As Srinagar has made it to the coveted list of the United Nations Educational, Scientific & Cultural Organisation (UNESCO) in Crafts and Folk Arts Category for the year 2021, the Handicrafts and Handloom Department, Kashmir has started a Craft Safari. As part of the Safari, the department has identified several artisans and clusters in old Srinagar city. At the same time, the safari has different routes. Going for a safari through a single route will take around 2-3 hours during which you will meet different craftsmen and also come across heritage structures of downtown Srinagar.
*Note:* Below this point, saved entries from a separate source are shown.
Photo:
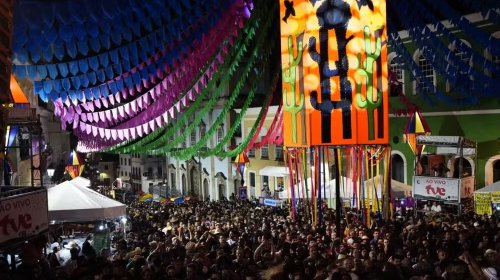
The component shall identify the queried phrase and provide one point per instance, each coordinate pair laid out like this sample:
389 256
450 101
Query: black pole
338 202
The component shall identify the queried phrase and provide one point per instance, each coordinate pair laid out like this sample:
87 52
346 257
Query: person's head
442 254
348 264
170 271
191 270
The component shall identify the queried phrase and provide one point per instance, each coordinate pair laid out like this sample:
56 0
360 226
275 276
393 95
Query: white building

Nowshera – a hub of artisans
Last week we discovered Zadibal-Alamgiri Bazaar and today we will see what the Nowshera and Bagh-e-Ali Mardan Khan belt has to offer. Nowshera and Bagh-e-Ali Mardan Khan belt is located at a distance of around nine km from the city center Lal Chowk. On this journey, you will come across a Pashmina testing unit and Kashmir carpet center. You will also meet tracing and willow wicker artisans besides going to washing and dyeing units of the area.
PTQCC: Pashmina testing
The fourth edition of the crafts safari starts from the Pashmina Testing and Quality Control Lab (PTQCC) at Bagh-e-Ali Mardan Khan. The PTQCC has been instrumental in certifying and labeling the genuine handmade Pashmina vis-a-vis hand spun and handwoven Pashmina. To derive economic benefit from GI registration, the Pashmina products are certified and labeled with alpha numeral code for the genuineness and authenticity of the handicraft product. The testing and labeling activities being carried out at the center have shown an increase in growth during the last year due to the rigorous advertisement for the pure pashmina campaign not only on the social media handles of the Handicrafts department but also on the signboards established on all corners of the city as well as on the International Airport Srinagar.
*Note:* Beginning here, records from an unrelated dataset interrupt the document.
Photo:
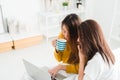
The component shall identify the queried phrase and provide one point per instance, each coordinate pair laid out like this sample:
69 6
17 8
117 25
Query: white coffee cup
60 44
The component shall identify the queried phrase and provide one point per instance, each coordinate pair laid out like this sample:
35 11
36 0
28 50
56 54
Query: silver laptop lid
35 72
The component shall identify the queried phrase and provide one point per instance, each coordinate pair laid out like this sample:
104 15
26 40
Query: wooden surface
6 46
IICT at Bagh-e-Ali Mardan Khan
The second stop of the fourth edition is at the Indian Institute of Carpet Technology (IICT), Srinagar. The IICT has been mandated to provide technical support to the regional carpet industry through the Human Resource Development Design Creation & Development, Research & Development, and Technical Services & Facilities to the Industry. The Institute has developed unique carpet design software wherein the carpet designs are created, developed, and automatically converted into ‘Taleem Scripts’ and the design thus created is preserved forever. This innovation has eased the design work enormously as it used to take months together for a group of persons, comprising of Naqash (Designer), Taleem Writer, and a Taleem Copyist, to make a carpet design of standard size and transfer the design drafted on graph paper into the coded pattern known as taleem in the local language. The Institute has created a Design Bank in the digital form for the carpet craft. The digitization of handwritten Taleem papers of more than 350 traditional carpet designs have been preserved in the soft form which can be recreated as per the prevalent market requirements for further development.
Tracing: Shabir Ahmad Naqash
The next destination of the safari is the tracing Unit of Shabir Ahmad Naqash near the Nalbal Bridge. Here, the people attending the safari can see how the different patterns are embossed on the base fabric by specialized tracers known as Naqash, with carved blocks of walnut wood dipped in a watery solution of charcoal powder mixed with a binder. The tracing is regarded as the initial process of embroidery works of sozni, ari, etc.
Willow wicker: Sadiq Gania
Next, the safari takes you to the willow wicker unit run by Sadiq Gania. At this particular unit, one can see the artisans use the delicate interweaving of willow stems for making aesthetic products, which not only look beautiful but also have a real utility. Gania is one of the rare artisans engaged in the craft of willow wicker in the downtown area.
Washing: Mohd Anees
The unit of washing run by Mohd Anees speaks volumes about the hard work, which can be witnessed during the washing of handicrafts products. The process is not easy as they need delicacy and a hundred percent concentration in terms of maintaining the texture of the products without damaging the same. A slight mistake can prove deadly for the precious handicraft product.
Dyeing: Mustafa Ahmad
The fourth edition of the safari concludes with a visit to the dyeing unit of Mustafa Ahmad. The management of dyeing and its color combination plays an important role in the handicrafts sector.
The Handicrafts Department is presently doing a dry run of sorts of the crafts safari. Few tourism players have already shown interest in these safaris and are expected to attract a good number of niche tourists in the future. The safari of late has generated a lot of interest on social media as well with participants from different walks of life sharing their experiences of meetings with the old city artisans.